On notera cependant que l’Accord reconnaît que les Parties peuvent « mener à titre volontaire des démarches concertées passant par l’utilisation de résultats d’atténuation transférés au niveau international » et, comme mentionné précédemment, prévoit un mécanisme de transfert des droits entre pays hôtes des projets et pays acquéreurs de ces droits. Lorsqu’elles s’engagent dans des mécanismes volontaires de ce type, les Parties doivent en assurer l’intégrité environnementale et la transparence, en respectant les règles fixées par la COP afin d’éviter notamment les doubles-comptes.
Se trouve ainsi préservée la possibilité pour certaines Parties de constituer des « clubs carbone » qui, pourront être reconnus au niveau international mais devront respecter les règles fixées par la COP.

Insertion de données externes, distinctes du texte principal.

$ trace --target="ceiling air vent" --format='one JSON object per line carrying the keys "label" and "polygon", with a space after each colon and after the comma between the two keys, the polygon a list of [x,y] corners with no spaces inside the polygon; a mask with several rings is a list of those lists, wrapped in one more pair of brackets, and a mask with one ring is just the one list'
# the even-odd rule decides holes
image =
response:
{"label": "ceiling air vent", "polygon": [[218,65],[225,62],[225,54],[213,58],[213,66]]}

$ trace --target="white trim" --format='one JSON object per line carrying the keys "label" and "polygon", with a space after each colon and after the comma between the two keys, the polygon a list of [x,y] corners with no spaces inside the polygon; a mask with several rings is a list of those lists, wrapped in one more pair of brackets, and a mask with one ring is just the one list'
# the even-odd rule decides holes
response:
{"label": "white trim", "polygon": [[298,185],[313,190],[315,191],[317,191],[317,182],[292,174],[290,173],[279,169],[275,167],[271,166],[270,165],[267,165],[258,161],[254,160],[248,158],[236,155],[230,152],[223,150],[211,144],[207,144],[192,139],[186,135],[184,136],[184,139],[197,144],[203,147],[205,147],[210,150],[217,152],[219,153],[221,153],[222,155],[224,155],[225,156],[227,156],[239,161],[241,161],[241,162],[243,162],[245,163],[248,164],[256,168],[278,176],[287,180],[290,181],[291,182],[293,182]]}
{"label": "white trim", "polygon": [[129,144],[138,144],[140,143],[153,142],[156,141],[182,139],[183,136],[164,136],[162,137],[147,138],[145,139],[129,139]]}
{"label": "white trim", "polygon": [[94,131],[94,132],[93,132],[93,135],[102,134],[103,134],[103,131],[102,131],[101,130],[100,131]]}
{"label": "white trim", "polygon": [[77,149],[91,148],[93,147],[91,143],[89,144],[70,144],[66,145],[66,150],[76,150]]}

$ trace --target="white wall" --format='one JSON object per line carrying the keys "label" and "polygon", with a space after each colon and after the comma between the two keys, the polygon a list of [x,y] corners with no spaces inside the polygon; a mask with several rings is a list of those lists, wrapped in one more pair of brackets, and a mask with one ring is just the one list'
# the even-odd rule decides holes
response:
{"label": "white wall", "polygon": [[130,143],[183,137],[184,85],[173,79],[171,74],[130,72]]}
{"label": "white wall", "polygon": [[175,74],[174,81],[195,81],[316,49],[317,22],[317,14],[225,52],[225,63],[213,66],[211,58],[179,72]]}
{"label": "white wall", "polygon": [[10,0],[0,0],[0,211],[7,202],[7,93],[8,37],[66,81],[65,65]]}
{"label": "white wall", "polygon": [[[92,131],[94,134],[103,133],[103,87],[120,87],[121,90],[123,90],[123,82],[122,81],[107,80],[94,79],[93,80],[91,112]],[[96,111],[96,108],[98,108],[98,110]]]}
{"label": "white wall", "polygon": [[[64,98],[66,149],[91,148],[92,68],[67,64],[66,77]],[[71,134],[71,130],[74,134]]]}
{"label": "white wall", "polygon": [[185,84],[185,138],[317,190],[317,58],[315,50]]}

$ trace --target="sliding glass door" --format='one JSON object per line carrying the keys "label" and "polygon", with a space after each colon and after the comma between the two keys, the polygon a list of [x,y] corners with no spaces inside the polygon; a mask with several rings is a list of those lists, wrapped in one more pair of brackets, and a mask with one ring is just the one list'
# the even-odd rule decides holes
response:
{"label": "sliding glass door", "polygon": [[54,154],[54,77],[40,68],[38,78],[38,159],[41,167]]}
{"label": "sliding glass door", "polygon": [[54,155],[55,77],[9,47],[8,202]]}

Derrière cette approche, on peut lire la conviction que la fixation d’un prix du carbone au niveau mondial relève de l’utopie et serait peut-être inefficace. Si un prix du carbone est en soit souhaitable pour intégrer les externalités liées aux émissions de CO2, ce prix se forme, de façon explicite ou implicite, au travers de la réglementation, de la standardisation ou du marché, à des niveaux qui varient dans des proportions considérables en fonction des secteurs applicatifs et des zones géographiques. L’Accord de Paris fait le pari qu’une approche décentralisée laissant toute sa place à la subsidiarité sera plus efficace qu’un dispositif imposé depuis l’amont.
En conclusion…
L’Accord de Paris impose peu mais il établit un process fondé sur une architecture constituée de règles et d’institutions aujourd’hui acceptées par tous, qui est de nature à permettre la construction, pierre par pierre et au fil des années, d’une stratégie concertée au niveau mondial autour d’objectifs partagés. Vu de cette façon, l’Accord de Paris pourrait servir d’accélérateur à toutes les initiatives prises localement – en Europe, aux Etats-Unis et en Chine tout particulièrement, à les aider à se déployer et à viser progressivement des objectifs de plus en plus ambitieux.
Bien entendu la responsabilité de la conférence des Parties à la Convention est énorme et comme chacun sait, le diable est toujours dans les détails. Après tant d’échecs et de déceptions, c’est quand même la première fois depuis 1992 qu’un vent d’optimisme vient rafraîchir le climat.
Photo 1 : A la tribune, lors de l’adoption de l’accord de Paris, Laurence Tubiana, Christiane Figueres, Laurent Fabius et François Hollande – Crédit photo : COP21.
Photo 2 : La salle au Bourget, lors de l’adoption de l’accord de Paris, le samedi 12 décembre 2015 – Crédit photo : COP21.
[1] Il est à noter que l’amendement de Doha de décembre 2012 n’a pas encore reçu la ratification d’un nombre suffisant de Parties pour officiellement entrer en vigueur. Il n’est pas exclu qu’il s’éteigne avant d’avoir jamais existé.
[2] L’ordre du jour de la COP 21 était rédigé en ces termes : Adoption of a protocol, another legal instrument, or an agreed outcome with legal force under the Convention applicable to all Parties ».